Clinical Child Psychology Program

Pediatric Health Insight Team

The Pediatric Health Insight Team (PHIT) is directed by Dr. Christopher Cushing in the Clinical Child Psychology Program at the University of Kansas. The mission of the PHIT Lab is to improve the health and well-being of children and adolescents by studying the microtemporal biopsychosocial processes related to health behavior and symptoms of chronic illness. Variables of interest include physical activity, sedentary patterns, dietary behavior and hedonic appetite, chronic abdominal pain, and adherence to medical regimen such as inhaled corticosteroids (ICS). Our lab is especially interested in using intensive longitudinal data collected using smartphones and sensors to study fluctuations and individual differences in health behaviors. The goals of the lab are to leverage digital technology to 1) identify when youth are vulnerable to poor health decision-making and 2) support youth to make positive changes in their health behavior. Our long-term vision is that every patient will receive the right treatment, at the right time, and in the right context. If you share this vision, please contact us about how we can work together. Please visit our “Research” and “Publications” tabs to find examples of current and previous lab projects supporting our lab goals. Dr. Cushing is also an affiliated member of the Center for Children’s Healthy Lifestyle & Nutrition (CCHLN) which is a research organization (formed through KU Medical Center and Children’s Mercy) to support pediatric health research.

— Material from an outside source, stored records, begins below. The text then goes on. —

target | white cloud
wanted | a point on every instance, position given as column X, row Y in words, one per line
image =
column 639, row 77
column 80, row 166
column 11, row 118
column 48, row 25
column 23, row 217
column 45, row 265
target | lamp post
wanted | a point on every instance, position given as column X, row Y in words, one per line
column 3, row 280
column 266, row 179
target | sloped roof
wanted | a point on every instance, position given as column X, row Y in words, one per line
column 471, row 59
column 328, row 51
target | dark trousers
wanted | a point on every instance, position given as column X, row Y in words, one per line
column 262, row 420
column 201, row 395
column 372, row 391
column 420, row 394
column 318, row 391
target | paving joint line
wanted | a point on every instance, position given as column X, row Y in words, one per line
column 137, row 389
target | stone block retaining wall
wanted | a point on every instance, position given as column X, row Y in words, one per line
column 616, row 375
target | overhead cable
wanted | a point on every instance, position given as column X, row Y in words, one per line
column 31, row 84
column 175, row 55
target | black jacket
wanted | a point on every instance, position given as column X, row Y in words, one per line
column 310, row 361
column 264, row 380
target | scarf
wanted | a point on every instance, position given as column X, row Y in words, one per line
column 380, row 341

The PHIT Lab is comprised of a hard-working team of graduate and undergraduate students. Graduate students play major roles in current lab projects and are also actively engaged in a number of more independent research projects. Dr. Cushing works closely with graduate students to tailor their lab experiences to fit their personal research goals, interests, and abilities. Graduate students have had opportunities to work on grant-funded projects at the CCHLN with investigators such as Jordan Carlson, Ann Davis, and Susana Patton. Graduate students are encouraged to maintain at least one active writing project for submission to a peer-reviewed journal as either a first or second author each semester and to present their work at national conferences annually. Our lab members commonly attend annual conferences hosted by the American Psychological Association (APA), Society of Pediatric Psychology (SPPAC), Society of Clinical Child and Adolescent Psychology, and Society of Behavioral Medicine (SBM), just to name a few. Undergraduate research assistants aid with a variety of tasks that help our lab run smoothly, including entering data, scheduling participant visits, conducting literature reviews, planning and executing intervention protocols, and assisting with data collection. Lab undergraduates come from a variety of disciplines including individuals on premed, occupational therapy, applied behavioral science, and psychology tracks. Undergraduates do not need to be interested in psychology to join the lab and are welcome to join the biweekly lab meetings as well.